Everything in tech is made up, stop being so judgmental about it

When someone passes you a piece of information about how things should be at work, have you ever paused to consider how that information got into their heads?

Some examples:

  • “Product management is user story writing - they tell the development team exactly what to make and the development team make it”
  • “You’re not in this meeting as we’re following scrum and you’re a chicken not a pig” [^1]
  • “Harriet is an amazing Product Manager as she’s delivered all her stuff on time this year”
  • “Agile means we have to use story points”

And some technology examples:

  • Cloud architecture has to use containerisation
  • [development language] is bad/good
  • You can’t provision properly on bare metal, it’s not useable for large scale products, you need automation tools
  • Open source software is not secure/compliant/etc
  • Docker solves all deployment problems
  • DevOps means you must have a platform team

(I have intentionally picked the above examples as they’re all either heavily disputed, or need caveats or further context.)

Occasionally, when the circumstances permit me to do so, I have asked the person why they think the statement is correct. (I recommend doing this when you can, even if you also think it’s correct!)

Sometimes, I get a “this is best practice”, sometimes I get a “this is in x guide” or “this is how I’ve worked in n other companies”.

Most of us learn on the job. There isn’t a crucial university or college course or textbook that covers the fundamentals of how we work in tech businesses[^2]. We have these rumours and business memes, pass into fact by managers passing onto staff and occasionally bringing in a new book or blog post or even humorous meme. That makes discerning helpful vs not helpful and even fact from fiction extremely difficult.
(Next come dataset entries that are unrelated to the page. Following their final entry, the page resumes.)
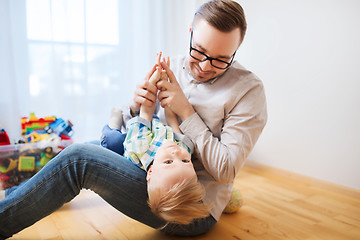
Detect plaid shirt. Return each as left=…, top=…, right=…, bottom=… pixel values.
left=124, top=117, right=194, bottom=171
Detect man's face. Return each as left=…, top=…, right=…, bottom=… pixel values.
left=188, top=19, right=240, bottom=82
left=147, top=141, right=196, bottom=189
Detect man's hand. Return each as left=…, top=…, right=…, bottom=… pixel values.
left=156, top=62, right=195, bottom=121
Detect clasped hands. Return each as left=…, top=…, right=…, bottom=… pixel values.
left=131, top=52, right=195, bottom=121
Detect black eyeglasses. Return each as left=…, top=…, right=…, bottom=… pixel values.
left=190, top=31, right=236, bottom=69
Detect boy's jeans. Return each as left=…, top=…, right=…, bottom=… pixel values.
left=0, top=144, right=216, bottom=239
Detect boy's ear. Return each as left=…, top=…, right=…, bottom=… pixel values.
left=146, top=165, right=152, bottom=181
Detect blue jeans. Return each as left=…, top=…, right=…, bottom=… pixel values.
left=0, top=144, right=216, bottom=239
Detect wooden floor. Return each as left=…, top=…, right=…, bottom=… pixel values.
left=11, top=163, right=360, bottom=240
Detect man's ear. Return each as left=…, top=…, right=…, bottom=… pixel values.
left=146, top=165, right=152, bottom=181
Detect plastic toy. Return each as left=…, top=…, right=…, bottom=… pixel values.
left=0, top=129, right=10, bottom=145
left=223, top=188, right=244, bottom=213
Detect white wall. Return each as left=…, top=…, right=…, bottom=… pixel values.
left=237, top=0, right=360, bottom=189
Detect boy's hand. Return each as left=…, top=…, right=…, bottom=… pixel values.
left=156, top=61, right=195, bottom=121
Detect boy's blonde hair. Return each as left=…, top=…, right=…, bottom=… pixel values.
left=148, top=177, right=210, bottom=226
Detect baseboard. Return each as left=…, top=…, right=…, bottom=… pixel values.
left=245, top=161, right=360, bottom=199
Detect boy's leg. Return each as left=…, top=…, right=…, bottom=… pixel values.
left=0, top=144, right=165, bottom=239
left=101, top=125, right=126, bottom=155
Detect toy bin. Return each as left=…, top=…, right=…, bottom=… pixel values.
left=0, top=140, right=72, bottom=189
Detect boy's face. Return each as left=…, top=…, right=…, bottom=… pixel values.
left=147, top=141, right=196, bottom=189
left=188, top=19, right=240, bottom=82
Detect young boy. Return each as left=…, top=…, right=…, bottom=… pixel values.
left=102, top=53, right=210, bottom=224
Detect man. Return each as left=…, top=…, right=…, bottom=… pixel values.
left=124, top=0, right=267, bottom=231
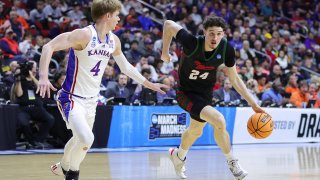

It also means content like the below is incredibly popular as people try to make sense of the chaos: Google search of Product Management Book recommendations Google search of Agile Book recommendations

The irony is that there are so many of these helpful articles, it’s hard to tell which one is the best for you!

So the next time you get yourself in a disagreement on the “right” way to do things, ask yourself where that information came from.

[^1] (for those of you who do not work in tech, yes, this one is real [^2] fwiw, MBAs do exist, but when was the last time you met an software engineer with an MBA that hadn’t branched out of software engineering?